Allegra stopped writing for a moment to stare at her. She's wild about this. This really must be one of the most watched snowboarding tournaments in the world, she thought, grinning to herself.

"She hasn't been drafted yet," Scott quickly corrected her. "She's just signing up for tryouts. By the looks of it, though, she's got a very good chance of making it."

When Allegra was finally done filling out everything, Scott told her that she would be getting a phone call in the next 24 hours from another event organizer.

"They'll tell you when tryouts are," he said. "Also, you should probably know that there's a camp beforehand that aims to train and prepare you for tryouts. The camp lasts three weeks. You don't have to go, but if you want to be seriously considered, then I suggest you do." He closed his folder before standing to shake Allegra's hand. "Well, I've done my part. Good luck, Allegra. I'll be hoping to see you on the circuit this season."
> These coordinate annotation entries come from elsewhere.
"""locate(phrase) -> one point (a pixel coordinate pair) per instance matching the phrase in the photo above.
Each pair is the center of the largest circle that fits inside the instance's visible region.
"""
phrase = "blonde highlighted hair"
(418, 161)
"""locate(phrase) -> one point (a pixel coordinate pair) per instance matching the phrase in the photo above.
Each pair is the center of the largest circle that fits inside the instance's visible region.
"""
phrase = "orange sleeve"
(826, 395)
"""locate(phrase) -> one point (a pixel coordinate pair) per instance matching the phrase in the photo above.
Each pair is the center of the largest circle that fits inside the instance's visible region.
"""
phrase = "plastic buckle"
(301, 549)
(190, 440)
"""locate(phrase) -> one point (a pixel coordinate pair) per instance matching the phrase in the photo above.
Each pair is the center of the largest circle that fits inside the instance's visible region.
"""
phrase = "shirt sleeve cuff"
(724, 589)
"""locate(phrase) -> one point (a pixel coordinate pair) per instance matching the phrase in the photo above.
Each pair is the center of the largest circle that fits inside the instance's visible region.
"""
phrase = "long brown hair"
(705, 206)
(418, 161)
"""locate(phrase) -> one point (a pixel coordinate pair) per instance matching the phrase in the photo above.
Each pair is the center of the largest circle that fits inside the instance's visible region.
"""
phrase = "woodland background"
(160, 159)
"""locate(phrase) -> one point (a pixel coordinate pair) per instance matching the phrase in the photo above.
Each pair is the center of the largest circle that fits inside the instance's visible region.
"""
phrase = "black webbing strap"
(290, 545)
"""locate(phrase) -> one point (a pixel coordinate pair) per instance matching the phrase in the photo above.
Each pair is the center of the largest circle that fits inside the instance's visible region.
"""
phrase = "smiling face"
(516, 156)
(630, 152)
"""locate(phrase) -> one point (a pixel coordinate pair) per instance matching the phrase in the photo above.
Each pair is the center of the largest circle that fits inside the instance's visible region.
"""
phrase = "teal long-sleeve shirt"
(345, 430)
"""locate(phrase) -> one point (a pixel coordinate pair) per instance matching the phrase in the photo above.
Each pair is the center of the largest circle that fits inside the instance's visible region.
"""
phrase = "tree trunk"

He took his leave then, though before he could exit through the door Allegra stopped him. "Wait!" she exclaimed, holding up a hand. She just couldn't let him leave without asking. "Before you go, I'm curious…who, exactly, called in and told you that I would make a good SSX competitor?"

She'd been wondering this for a while, though hadn't thought to ask until now.

Scott gave Allegra what she had to figure was probably a rare smile. She thought this because it was by far the happiest he'd looked in the hour or so that she'd known him.

"That," he said, "is something I cannot tell you."

Allegra furrowed her brow. "Oh? And why not?"

He was still smiling. "If whoever it was wishes to tell you one day, then they will. Otherwise, I'm not at liberty to say." He tilted his head in farewell. "Good luck."

Then he was gone.

Feeling somewhat irked, but giddy, nonetheless, Allegra had flipped open her cell phone and called her dad at work. "Dad," she said, barely able to contain her excitement. "You are not going to believe what just happened!"